I find the latter solution much more unpleasant: in the scrambling to find new production methods, markets will temporarily either collapse or prices soar, which will lead to problems for many many people. Avoiding running out of supplies with a moderate reduction in use or smarter/ more efficient use sounds much more logical to me, but sadly, not to the majority of people who have swallowed the usual mantras about expanding markets and other things.

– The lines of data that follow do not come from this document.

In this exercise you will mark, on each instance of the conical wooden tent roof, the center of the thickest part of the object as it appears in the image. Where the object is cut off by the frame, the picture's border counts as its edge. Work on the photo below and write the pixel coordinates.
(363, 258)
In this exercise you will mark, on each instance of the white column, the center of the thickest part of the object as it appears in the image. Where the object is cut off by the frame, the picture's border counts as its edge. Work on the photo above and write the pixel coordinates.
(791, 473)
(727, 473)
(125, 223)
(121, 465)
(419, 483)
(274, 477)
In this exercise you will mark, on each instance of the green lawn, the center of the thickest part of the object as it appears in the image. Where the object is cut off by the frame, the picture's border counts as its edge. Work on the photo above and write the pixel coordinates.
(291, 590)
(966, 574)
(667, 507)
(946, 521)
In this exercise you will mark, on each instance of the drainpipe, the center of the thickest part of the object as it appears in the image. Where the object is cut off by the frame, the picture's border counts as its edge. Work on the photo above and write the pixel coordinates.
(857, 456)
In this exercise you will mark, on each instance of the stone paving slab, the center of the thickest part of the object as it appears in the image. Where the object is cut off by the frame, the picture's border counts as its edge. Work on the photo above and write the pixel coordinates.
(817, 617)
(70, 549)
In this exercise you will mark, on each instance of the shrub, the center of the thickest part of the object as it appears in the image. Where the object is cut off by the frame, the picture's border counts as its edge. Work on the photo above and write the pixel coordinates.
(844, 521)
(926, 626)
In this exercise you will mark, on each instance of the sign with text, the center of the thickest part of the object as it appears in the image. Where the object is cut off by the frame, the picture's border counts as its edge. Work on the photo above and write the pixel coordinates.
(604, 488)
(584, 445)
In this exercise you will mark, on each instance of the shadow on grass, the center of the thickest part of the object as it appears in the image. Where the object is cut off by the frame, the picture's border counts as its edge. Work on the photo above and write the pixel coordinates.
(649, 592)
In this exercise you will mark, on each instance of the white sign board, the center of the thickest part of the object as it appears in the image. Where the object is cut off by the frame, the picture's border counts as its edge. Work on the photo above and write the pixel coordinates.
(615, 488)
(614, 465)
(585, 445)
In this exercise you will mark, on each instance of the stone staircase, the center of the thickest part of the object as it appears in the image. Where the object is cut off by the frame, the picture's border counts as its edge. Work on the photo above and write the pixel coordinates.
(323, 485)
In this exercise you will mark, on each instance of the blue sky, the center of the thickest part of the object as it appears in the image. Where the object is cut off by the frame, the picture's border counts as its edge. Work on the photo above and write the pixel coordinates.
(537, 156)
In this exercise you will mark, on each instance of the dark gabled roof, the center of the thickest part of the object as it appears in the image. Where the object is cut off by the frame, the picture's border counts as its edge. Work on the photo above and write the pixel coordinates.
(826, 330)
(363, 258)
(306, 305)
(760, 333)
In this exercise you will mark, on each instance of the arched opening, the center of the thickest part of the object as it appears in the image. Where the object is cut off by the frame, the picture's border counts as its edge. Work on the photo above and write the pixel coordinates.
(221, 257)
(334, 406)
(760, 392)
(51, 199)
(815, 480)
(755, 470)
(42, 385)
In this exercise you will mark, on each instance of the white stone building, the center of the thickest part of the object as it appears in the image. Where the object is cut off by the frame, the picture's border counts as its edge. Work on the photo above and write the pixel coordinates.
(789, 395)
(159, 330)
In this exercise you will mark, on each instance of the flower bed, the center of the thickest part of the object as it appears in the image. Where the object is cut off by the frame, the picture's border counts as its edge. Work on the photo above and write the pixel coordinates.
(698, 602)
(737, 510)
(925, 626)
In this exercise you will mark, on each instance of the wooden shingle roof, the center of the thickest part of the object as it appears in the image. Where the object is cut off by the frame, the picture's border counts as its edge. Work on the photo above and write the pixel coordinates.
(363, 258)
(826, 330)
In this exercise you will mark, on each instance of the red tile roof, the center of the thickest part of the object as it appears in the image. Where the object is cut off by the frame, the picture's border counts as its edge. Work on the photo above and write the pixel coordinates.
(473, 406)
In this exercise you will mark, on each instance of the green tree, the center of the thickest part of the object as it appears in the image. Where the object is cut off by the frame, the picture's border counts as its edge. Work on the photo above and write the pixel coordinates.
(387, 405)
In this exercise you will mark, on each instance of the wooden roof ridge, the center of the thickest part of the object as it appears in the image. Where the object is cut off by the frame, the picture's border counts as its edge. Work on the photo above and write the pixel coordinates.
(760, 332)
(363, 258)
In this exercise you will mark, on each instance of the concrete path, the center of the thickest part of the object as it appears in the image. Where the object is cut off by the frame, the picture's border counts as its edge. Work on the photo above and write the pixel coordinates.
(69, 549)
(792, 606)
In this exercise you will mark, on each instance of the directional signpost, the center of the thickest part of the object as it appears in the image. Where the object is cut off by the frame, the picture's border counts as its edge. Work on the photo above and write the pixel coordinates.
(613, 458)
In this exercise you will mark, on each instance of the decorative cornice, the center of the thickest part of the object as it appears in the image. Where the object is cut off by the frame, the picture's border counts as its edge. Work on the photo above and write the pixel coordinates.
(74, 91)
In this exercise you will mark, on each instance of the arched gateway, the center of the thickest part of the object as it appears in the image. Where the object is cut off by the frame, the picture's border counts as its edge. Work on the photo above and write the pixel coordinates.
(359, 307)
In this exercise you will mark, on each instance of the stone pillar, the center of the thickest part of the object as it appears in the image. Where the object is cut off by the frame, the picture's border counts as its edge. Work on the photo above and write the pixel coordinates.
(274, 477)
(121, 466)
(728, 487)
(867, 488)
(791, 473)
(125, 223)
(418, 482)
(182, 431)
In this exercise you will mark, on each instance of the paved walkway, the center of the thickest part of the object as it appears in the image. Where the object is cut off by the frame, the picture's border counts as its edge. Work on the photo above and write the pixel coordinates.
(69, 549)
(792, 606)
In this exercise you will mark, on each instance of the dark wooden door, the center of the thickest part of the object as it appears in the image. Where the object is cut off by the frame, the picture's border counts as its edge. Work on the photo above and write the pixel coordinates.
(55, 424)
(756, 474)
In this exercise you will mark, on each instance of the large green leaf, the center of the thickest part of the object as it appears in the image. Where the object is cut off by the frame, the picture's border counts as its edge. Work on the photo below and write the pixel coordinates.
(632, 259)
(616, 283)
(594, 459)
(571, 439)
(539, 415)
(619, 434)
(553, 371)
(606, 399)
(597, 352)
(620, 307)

Generally what we’re running out of is cheap, easily accessible resources. If we don’t have technological progress to match our resource depletion everyone’s standard of life will go down as people will be unable to extract excess resources at a rate that would allow as many people to stay in the other sectors of the workforce that create the wealth of our current civilization. In the best case scenario there will be people who attempt to profit from these shortages via speculation, driving up the cost before the resources are actually much harder to get at making the transition very slow and gradual.
In the worst case, no one sees any of the shortages occur and we’re all screwed, but it is quite rare (outside of disasters) for people to not see shortages coming from a long way off. I just have to hope that the people who are trained to see them coming know what they’re doing - I certainly can’t do much to help.